The Evolution of RAG
Retrieval Augmented Generation started as a simple hack: "paste the document into the prompt." It evolved into "Vector RAG" (chunk, embed, search). In 2026, we are in the era of Modular RAG.

Modular RAG treats the retrieval pipeline as a composable workflow. It includes query rewriting, routing between different indexes (SQL vs. Vector vs. Graph), and iterative refinement.
Advanced Retrieval Patterns
Simple cosine similarity is rarely enough for enterprise queries.
1. Hybrid Search
Combines Dense Retrieval (Vectors/Semantic) with Sparse Retrieval (BM25/Keywords).
Why? Vectors are great for concepts ("healthy food") but bad for specific IDs or exact phrases ("SKU-12345"). Hybrid search gets the best of both worlds.
2. Re-ranking
A "Cross-Encoder" model (like Cohere Rerank) scores the top 50 retrieved chunks against the query with high precision, re-ordering them to ensure the context window contains only the most relevant data.
3. Query Transformation
Never trust the user's raw query. Use an LLM to rewrite it.
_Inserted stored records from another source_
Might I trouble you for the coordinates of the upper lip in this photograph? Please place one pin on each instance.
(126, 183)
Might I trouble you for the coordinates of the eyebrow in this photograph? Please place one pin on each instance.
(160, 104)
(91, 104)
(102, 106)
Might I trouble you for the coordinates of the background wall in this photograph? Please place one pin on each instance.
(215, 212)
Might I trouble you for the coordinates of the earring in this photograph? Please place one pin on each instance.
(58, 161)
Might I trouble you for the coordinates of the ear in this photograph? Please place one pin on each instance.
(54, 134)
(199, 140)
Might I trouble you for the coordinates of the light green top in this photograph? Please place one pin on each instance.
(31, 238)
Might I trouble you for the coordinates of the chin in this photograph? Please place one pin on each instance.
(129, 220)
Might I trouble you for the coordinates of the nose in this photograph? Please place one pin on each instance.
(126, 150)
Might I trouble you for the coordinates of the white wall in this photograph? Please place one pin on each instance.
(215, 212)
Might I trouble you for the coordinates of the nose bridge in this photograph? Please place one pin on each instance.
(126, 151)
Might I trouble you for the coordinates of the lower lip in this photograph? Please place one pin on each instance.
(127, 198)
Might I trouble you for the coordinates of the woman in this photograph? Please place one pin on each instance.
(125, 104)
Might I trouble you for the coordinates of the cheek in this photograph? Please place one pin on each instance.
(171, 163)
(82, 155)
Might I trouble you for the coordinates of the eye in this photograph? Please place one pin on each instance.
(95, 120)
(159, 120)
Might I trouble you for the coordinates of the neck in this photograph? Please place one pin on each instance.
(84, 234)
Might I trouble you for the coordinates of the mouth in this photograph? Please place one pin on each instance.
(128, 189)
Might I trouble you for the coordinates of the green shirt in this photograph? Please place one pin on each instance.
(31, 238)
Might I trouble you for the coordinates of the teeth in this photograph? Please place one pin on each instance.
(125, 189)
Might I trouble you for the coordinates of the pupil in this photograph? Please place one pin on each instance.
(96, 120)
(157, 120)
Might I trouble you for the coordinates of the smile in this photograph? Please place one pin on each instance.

User: "Compare it to the other one."
Rewritten: "Compare the Q3 financial report to the Q2 financial report."
Semantic Chunking & Indexing
Garbage In, Garbage Out. If you split a sentence in half, semantic meaning is lost.
- Recursive Character Split: Good baseline. Splits by paragraphs, then newlines, then spaces.
- Document-Specific Split: Uses structure (HTML tags, Markdown headers) to keep sections together.
- Semantic Split: Calculates embedding similarity between sentences and only breaks chunks when the topic shifts.
Parent-Child Indexing: Retrieve small chunks for precision, but feed the "Parent" (larger context) to the LLM for coherence.
The Rise of GraphRAG
Vector databases flatten the world into lists. Knowledge Graphs preserve structure.
GraphRAG uses an LLM to extract entities and relationships from text during indexing. At query time, it can traverse these relationships.
Example: "How does the supply chain risk in China affect our US production?"
Vectors might find articles about "China" and "US". GraphRAG follows the path:China Factory --supplies--> Component X --used_in--> US Product Y.
Evaluating RAG Systems
You cannot improve what you cannot measure. The RAG Triad is the standard framework:
Context Relevance
Did we retrieve the right chunks? (Precision/Recall)
Groundedness
Is the answer fully supported by the chunks? (No hallucinations)
Answer Relevance
Does the answer actually address the user's question?
Security & RBAC in RAG
Enterprise RAG must respect permissions. If a user cannot see a document in SharePoint, they must not be able to retrieve its chunks in RAG.
Solution: Embed Access Control Lists (ACLs) into the vector metadata.{ "content": "...", "allowed_groups": ["hr", "management"] }. Filter retrieval by the user's group membership before the vector search.
Reference Architecture
# Enterprise RAG Stack 2026
1. Ingestion: Unstructured.io (PDF/PPT parsing)
2. Orchestration: LlamaIndex / LangChain
3. Indexing: Hybrid (Pinecone + ElasticSearch)
4. Knowledge Graph: Neo4j
5. Retrieval: Hybrid Search + Cohere Re-rank
6. Generation: vLLM (Llama 3 70B) or GPT-4o
7. Evaluation: Ragas / Arize PhoenixConclusion
RAG in 2026 is a sophisticated data engineering discipline. It requires moving beyond "magic" demos to building robust, observable, and secure knowledge pipelines. By combining vectors, graphs, and hybrid search, enterprises can finally unlock the value of their proprietary data with Generative AI.